Re: [OMPI users] Beginner's question: why multiple sends or receives don't work?

Jeff Squyres Tue, 22 Feb 2011 16:19:49 -0500

On Feb 22, 2011, at 11:06 AM, Bill Rankin wrote:

> Try putting an "MPI_Barrier()" call before your MPI_Finalize() [*].  I 
> suspect that one of the programs (the sending side) is calling Finalize 
> before the receiving side has processed the messages.


FWIW: I have rarely seen this to be the issue.

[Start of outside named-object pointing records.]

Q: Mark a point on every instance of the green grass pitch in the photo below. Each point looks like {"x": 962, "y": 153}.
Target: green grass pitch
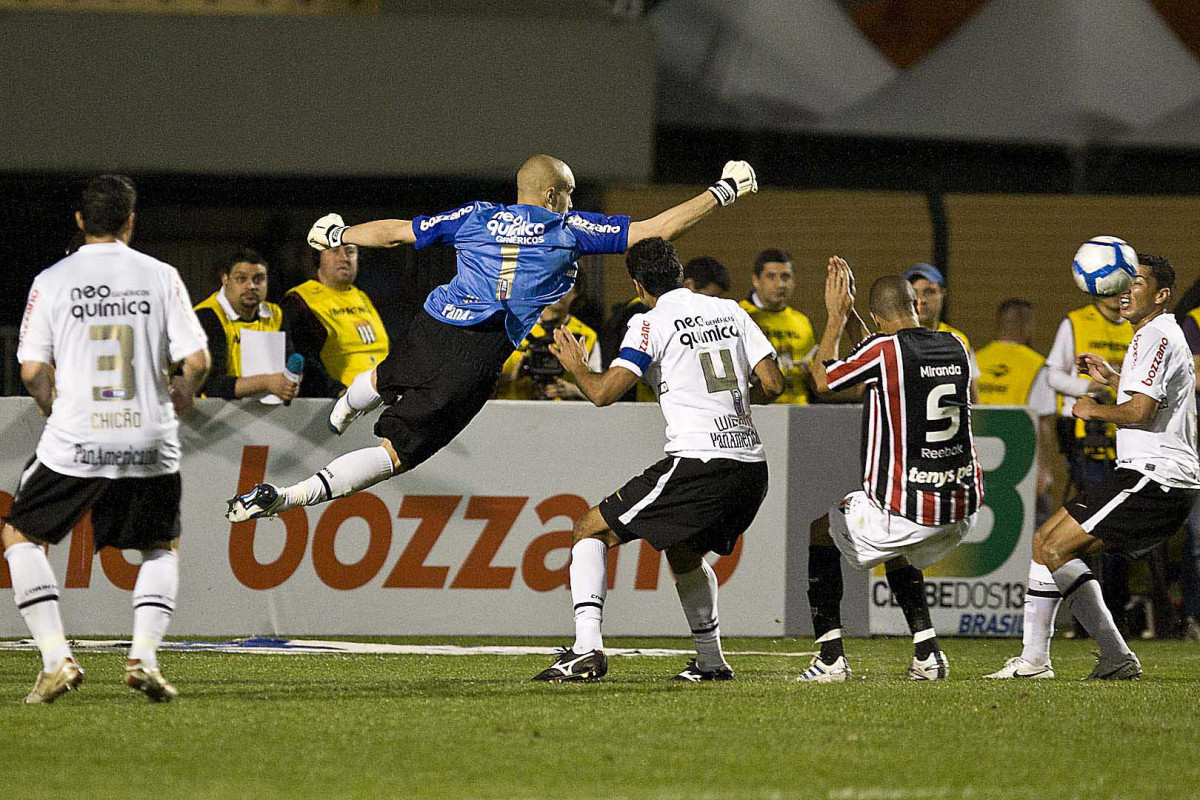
{"x": 363, "y": 726}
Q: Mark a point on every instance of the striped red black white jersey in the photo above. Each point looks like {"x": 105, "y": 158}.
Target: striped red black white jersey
{"x": 918, "y": 453}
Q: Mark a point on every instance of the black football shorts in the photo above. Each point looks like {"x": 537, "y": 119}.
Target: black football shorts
{"x": 435, "y": 380}
{"x": 706, "y": 504}
{"x": 1132, "y": 513}
{"x": 126, "y": 512}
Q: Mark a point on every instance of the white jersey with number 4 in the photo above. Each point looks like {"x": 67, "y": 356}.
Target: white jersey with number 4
{"x": 700, "y": 352}
{"x": 1158, "y": 364}
{"x": 112, "y": 320}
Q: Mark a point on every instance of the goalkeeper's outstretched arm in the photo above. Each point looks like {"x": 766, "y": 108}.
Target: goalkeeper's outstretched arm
{"x": 331, "y": 232}
{"x": 737, "y": 179}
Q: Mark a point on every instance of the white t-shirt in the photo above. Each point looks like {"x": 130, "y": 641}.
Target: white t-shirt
{"x": 112, "y": 320}
{"x": 700, "y": 353}
{"x": 1158, "y": 364}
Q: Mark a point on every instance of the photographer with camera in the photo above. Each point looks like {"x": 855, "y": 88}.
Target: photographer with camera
{"x": 533, "y": 372}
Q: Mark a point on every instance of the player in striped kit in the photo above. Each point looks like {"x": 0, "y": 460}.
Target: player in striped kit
{"x": 922, "y": 482}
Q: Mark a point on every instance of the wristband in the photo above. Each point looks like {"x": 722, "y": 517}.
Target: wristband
{"x": 725, "y": 191}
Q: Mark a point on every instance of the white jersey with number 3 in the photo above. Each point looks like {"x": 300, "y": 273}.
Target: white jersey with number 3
{"x": 112, "y": 320}
{"x": 1158, "y": 364}
{"x": 700, "y": 352}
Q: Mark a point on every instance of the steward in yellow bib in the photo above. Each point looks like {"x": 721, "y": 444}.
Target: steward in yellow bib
{"x": 789, "y": 330}
{"x": 334, "y": 325}
{"x": 227, "y": 314}
{"x": 533, "y": 372}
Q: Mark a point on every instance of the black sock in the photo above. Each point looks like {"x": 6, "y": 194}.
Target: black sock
{"x": 907, "y": 585}
{"x": 825, "y": 597}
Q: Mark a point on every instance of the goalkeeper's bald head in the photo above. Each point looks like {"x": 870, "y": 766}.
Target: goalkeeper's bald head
{"x": 545, "y": 180}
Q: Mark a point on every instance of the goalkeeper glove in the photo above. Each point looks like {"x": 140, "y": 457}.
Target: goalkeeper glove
{"x": 737, "y": 179}
{"x": 327, "y": 232}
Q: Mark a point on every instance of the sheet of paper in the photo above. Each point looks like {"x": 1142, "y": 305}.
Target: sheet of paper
{"x": 263, "y": 353}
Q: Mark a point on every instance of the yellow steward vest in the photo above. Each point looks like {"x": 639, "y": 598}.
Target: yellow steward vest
{"x": 791, "y": 334}
{"x": 355, "y": 340}
{"x": 234, "y": 326}
{"x": 1095, "y": 334}
{"x": 522, "y": 388}
{"x": 1008, "y": 372}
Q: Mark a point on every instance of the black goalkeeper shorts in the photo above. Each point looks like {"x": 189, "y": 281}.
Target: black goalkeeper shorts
{"x": 435, "y": 380}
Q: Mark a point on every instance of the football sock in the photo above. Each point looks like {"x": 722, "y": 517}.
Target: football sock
{"x": 697, "y": 595}
{"x": 154, "y": 602}
{"x": 360, "y": 395}
{"x": 1042, "y": 601}
{"x": 36, "y": 594}
{"x": 1081, "y": 591}
{"x": 909, "y": 587}
{"x": 345, "y": 475}
{"x": 825, "y": 600}
{"x": 589, "y": 587}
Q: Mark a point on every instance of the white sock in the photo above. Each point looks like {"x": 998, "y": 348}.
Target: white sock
{"x": 1042, "y": 602}
{"x": 345, "y": 475}
{"x": 1083, "y": 594}
{"x": 360, "y": 395}
{"x": 589, "y": 587}
{"x": 154, "y": 602}
{"x": 697, "y": 595}
{"x": 36, "y": 594}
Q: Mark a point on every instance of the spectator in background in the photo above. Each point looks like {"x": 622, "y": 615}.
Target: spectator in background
{"x": 705, "y": 275}
{"x": 533, "y": 372}
{"x": 1189, "y": 573}
{"x": 240, "y": 305}
{"x": 1013, "y": 373}
{"x": 789, "y": 330}
{"x": 930, "y": 287}
{"x": 334, "y": 325}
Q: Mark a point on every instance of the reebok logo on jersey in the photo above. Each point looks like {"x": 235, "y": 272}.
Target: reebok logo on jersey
{"x": 445, "y": 217}
{"x": 597, "y": 228}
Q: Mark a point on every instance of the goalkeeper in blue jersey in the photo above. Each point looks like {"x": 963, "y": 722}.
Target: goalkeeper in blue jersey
{"x": 514, "y": 260}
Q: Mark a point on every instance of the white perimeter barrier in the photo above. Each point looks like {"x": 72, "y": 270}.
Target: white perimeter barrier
{"x": 478, "y": 539}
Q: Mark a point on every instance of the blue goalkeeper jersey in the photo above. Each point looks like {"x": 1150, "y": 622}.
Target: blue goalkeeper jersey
{"x": 515, "y": 259}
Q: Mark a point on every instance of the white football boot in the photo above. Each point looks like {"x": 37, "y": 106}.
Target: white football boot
{"x": 931, "y": 667}
{"x": 1018, "y": 667}
{"x": 819, "y": 672}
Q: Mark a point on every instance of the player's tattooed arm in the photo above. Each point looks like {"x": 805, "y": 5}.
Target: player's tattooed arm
{"x": 600, "y": 388}
{"x": 1138, "y": 410}
{"x": 39, "y": 379}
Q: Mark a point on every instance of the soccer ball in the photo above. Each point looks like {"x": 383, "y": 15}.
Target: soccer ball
{"x": 1104, "y": 266}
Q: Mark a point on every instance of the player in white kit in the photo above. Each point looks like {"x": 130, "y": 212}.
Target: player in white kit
{"x": 701, "y": 354}
{"x": 1156, "y": 482}
{"x": 101, "y": 330}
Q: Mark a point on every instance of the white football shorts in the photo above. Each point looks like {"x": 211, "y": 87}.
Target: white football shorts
{"x": 868, "y": 535}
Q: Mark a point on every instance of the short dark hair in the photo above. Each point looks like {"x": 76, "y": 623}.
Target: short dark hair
{"x": 706, "y": 270}
{"x": 106, "y": 203}
{"x": 238, "y": 257}
{"x": 768, "y": 256}
{"x": 654, "y": 263}
{"x": 1159, "y": 269}
{"x": 892, "y": 298}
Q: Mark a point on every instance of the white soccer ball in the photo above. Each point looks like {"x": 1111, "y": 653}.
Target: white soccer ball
{"x": 1104, "y": 266}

MPI does not guarantee point-to-point progress when you are in a collective.  
Some implementations do this anyone; others do not (e.g., some of OMPI's 
transports will; others will not).

In short, programs are erroneous that do not guarantee that all their 
outstanding requests have completed before calling finalize. 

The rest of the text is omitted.